California Funk surveys this nexus of place and genre quite literally from its most obscure point to its most populist. It opens with integrated Sacramento band Water Color performing “All Bundled Into One,” a peacenik jam of which just one 7-inch single is known to exist today. It closes with a cover of Marvin Gaye’s “What’s Goin’ On” by Mr. Clean & The Soul Inc., the song expertly transformed from orchestral philosophy into a thoughtful organ-backed dance track.

In between, there are plenty of artists who skillfully reference or mimic towering figures of funk. “Turn It Over” casts Chucky Thurmon as a lo-fi Curtis Mayfield. King Soloman’s “Politician Rag” here sounds like a not-so-distant echo of Roy Ayers, especially his 1979 Fever track “Leo.” The Bare Faxx deliver the biting “Super Cool Brother,” a social critique that’s 180 degrees from Isaac Hayes’ reverent character study of Shaft, while John Heartsman sings in a deep Hayes-like bass as his band, Circles, swirls around “Talking About My Baby.”

Billy Larkin and the Delegates’ sleazy “Funky Fire” manages to presage Parliament’s warped sonics while riffing on the spy-movie paranoia of Henry Mancini and Lalo Schifrin. Some moments on this comp imply explorations into Bollywood’s rapid-fire declaratives (Rhon Silva’s “Get It Right”) or the heavy guitars in Miles Davis’ fusion (California Gold Notes’ “W.B. 302”) and Jimi Hendrix’s psychedelia (JGD & The New Breed’s “North Richmond Breakaway”).

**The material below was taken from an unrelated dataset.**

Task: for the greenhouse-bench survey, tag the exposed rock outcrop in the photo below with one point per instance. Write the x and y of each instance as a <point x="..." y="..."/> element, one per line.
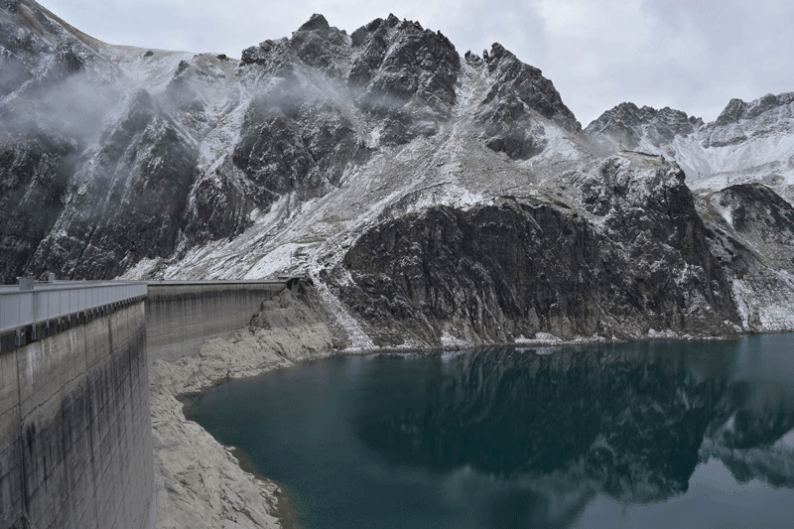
<point x="639" y="261"/>
<point x="199" y="481"/>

Predictably, though, even thousands of miles away these forgotten heroes regularly touch the hem of James Brown and his JB’s. California Funk holds countless ecstatic jams (Leon Gardner’s “Farm Song” and Lil’ Lavair & The Fabulous Jades’ “Cold Heat” form a devastating one-two punch) and lyrics mentioning “fussin’ and fightin'” and similar hazards. Other tracks beg for extended improvisations that never appear, those B-sides and Part II’s that helped establish other labels and performers in Brown’s oeuvre.

The quiet bonus in California Funk is the material surrounding the music. Beyond just the physical packaging or the inclusion of rare pictures and ephemera, Gerald Short and Malcolm Cotto’s research and Liam Large’s writing hit moon-shot home runs. Comprehensive notes argue that funk preceded West Coast rap as a vehicle of social commentary and disobedience, both civil and violent. We also learn the whereabouts of some of the songs’ long-lost players. A few saved their recording careers as the 20th century dwindled away, others segued into hip-hop management, but most were mired in tragic obscurity — even the authors are unsure if one particular bandleader is alive or dead.

Releases like this in the age of MP3s make the case for maintaining the trappings of music associated with CDs or vinyl, or at the very least crafting a comprehensive PDF to go with your downloads. Collected for archival purposes as well as for sale, California Funk is a beautifully executed look at how, and especially where, cross-cultural party music and empowerment anthems first and best intersected.